La Manufacture s’engage cette année encore à favoriser le débat d’idées au sein de l’école. À Dépasser les simples commentaires vengeurs des réseaux sociaux et à élever le débat. Nous nous attacherons à relayer les informations utiles afin de permettre à toutes et tous de se faire une idée sur les enjeux de sa scolarité. Nous nous ferons par exemple l’écho des différents débats qui pourraient cette année animer les promotions. La Manufacture est et restera un journal ouvert aux tribunes de tout bord. Nos colonnes vous sont ouvertes ! La Manufacture est et restera un journal libre, sensible à la pluralité des expressions et soucieux de respecter l’intérêt général. Le tout en espérant lever le voile d’auto-censure qui semble drapper notre IEP.
L’année des opportunités
L’année scolaire 2019/2020 qui débute promet d’être une année politique particulièrement riche. L’année rêvée pour renouer le lien distendu avec la politique, avec les politiques. L’année rêvée pour s’engager, que ce soit auprès d’un parti, d’un syndicat ou d’une association. L’année rêvée encore pour écrire et parler des causes qui vous sont chères.
Les élections du conseil d’administration auront lieu en novembre et constitueront la première grande échéance. Comme l’année passée, La Manufacture tiendra à interroger sans distinction toutes les listes étudiantes nouvellement formées.La deuxième échéance est évidemment celle des Municipales, en mars 2020. Nous suivrons avec attention la course pour la prise du Beffroi, en tâchant là encore, de privilégier le fond à la forme. Une attention toute particulière sera apportée au respect des sensibilités politiques. Nous serons là pour interroger et demander des comptes aux différents candidats. Tous les volontaires qui le souhaitent pourront s’engager auprès de nous dans le suivi de cette campagne qui s’annonce passionnante.

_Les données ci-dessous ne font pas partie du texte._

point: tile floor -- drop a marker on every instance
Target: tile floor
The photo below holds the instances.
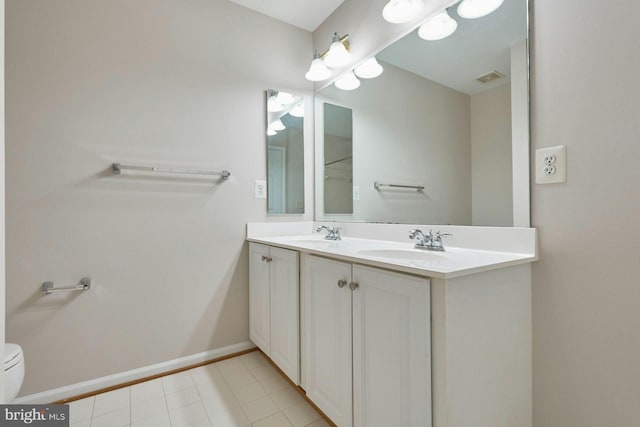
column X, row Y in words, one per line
column 242, row 391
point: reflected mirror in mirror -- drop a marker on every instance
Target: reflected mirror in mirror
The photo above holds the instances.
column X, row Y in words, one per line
column 338, row 167
column 449, row 115
column 285, row 153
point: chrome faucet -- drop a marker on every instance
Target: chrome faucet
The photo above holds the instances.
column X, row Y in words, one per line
column 430, row 241
column 333, row 233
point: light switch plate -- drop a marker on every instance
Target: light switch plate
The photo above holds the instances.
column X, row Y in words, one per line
column 356, row 193
column 551, row 165
column 260, row 189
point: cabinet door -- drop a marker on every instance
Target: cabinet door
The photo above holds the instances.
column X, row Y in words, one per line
column 327, row 312
column 259, row 301
column 391, row 349
column 285, row 320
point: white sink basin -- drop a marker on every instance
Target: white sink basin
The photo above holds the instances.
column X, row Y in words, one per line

Bien entendu, les événements politiques ne se limiteront pas à ces deux cas. Nul doute que des manifestations pour le climat continueront à avoir lieu à Lille et en France. Nul doute également que la crise sociale marquée par l’éruption des gilets jaunes promet encore des rebondissements. Les sujets politiques, sociaux, climatiques ne manqueront pas. C’est une période décisive qui s’ouvre : pour la survivabilité de la Terre, pour la lutte contre les inégalités, ainsi que pour garantir la sécurité en France et dans le monde.
Osons être critiques
C’est une aberration de penser, que face à des enjeux d’une telle ampleur, il n’y ait qu’une seule solution. Il nous semble essentiel de rappeler – et c’est peut être là l’une des qualités d’un bon journaliste – qu’il est indispensable d’avoir un minimum de recul sur ce que l’on entend, voit et lit.
Notre exhortation est simple : face à tous ces enjeux : ne soyons plus de simples témoins, soyons acteurs !
Le dynamisme, l’engagement et l’ouverture d’esprit constituent assurément le meilleur rempart face au conformisme. Cette incessante position critique est la clef d’un renouveau avec le politique.